Mylan pushed for law to make EpiPens mandatory in US schools — then fled overseas to avoid taxes

Mylan CEO Heather Bresch (Fortune Live Media/Flickr)

Mylan CEO Heather Bresch (Fortune Live Media/Flickr)

EpiPen is the brand name of an device that makes it easy to inject a pre-measured dose of epinephrine (adrenaline), most often for the treatment of anaphylaxis.

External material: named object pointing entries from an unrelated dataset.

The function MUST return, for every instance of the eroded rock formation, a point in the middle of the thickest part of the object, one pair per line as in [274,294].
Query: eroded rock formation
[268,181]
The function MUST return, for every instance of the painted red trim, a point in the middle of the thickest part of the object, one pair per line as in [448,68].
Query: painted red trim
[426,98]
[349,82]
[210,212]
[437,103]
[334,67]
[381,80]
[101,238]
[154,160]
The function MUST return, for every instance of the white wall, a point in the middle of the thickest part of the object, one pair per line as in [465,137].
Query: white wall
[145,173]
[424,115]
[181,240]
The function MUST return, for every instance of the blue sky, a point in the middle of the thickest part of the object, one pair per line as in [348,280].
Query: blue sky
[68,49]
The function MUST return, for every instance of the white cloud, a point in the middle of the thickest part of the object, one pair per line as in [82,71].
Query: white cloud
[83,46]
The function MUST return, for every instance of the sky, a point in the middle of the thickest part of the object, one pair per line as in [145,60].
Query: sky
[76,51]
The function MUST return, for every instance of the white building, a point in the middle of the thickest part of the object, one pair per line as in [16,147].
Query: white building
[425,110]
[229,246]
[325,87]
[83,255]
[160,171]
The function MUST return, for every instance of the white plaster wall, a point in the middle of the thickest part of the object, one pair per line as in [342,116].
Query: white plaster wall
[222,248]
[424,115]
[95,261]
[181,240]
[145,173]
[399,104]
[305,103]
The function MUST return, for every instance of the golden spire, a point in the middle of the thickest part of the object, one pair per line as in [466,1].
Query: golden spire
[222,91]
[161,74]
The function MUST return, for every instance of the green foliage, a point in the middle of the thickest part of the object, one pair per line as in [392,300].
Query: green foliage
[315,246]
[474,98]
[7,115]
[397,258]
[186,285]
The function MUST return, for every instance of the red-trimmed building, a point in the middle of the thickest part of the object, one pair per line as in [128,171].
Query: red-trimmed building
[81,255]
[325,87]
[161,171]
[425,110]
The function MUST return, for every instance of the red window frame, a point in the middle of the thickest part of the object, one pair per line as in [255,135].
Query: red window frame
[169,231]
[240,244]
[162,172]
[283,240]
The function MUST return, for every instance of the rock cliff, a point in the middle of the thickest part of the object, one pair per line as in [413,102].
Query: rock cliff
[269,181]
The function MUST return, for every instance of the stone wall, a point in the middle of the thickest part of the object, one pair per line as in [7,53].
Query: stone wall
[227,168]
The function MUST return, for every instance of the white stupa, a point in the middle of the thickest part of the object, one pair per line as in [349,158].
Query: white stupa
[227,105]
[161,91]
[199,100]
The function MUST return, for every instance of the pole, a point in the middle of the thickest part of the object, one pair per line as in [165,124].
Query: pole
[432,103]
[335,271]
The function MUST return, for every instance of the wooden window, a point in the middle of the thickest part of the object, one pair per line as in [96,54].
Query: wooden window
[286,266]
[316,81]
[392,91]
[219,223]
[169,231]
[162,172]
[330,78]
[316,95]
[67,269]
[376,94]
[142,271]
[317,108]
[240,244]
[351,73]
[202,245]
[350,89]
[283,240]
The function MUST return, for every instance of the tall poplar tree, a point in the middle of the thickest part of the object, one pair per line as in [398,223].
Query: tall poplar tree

  1. Mylan, the manufacturer of the EpiPen, spent $4 million lobbying Congress to pass the 2013 School Access to Emergency Epinephrine Act
  2. The Act offers incentives to schools to stock the potentially life-saving EpiPen
  3. After the law was passed, 11 states mandated that their schools stock EpiPens
  4. Your tax dollars help pay for many of the EpiPens — through incentives (see #2, above), mandates (see #3, above), purchases by the Veterans Administration, reimbursements by Medicare, Medicaid and the Children’s Health Insurance Program, as well as reimbursements by the health plans of state and local governments
  5. Having established a healthy demand for their product, Mylan did a “corporate inversion” in 2015, that converted them from a US company into a Dutch company, so they no longer pay any US taxes
  6. Not content with screwing us on taxes, Mylan jacked up the price of the EpiPen from $104 (2009) to $609 (2016)

But it’s not all bad news, Heather Bresch, the Mylan CEO has at least been compensated for her hard work on behalf of the company’s customers: her salary has gone from $4.9 million (2009) to $13.1 million (2015 — most recent year for which figures are available).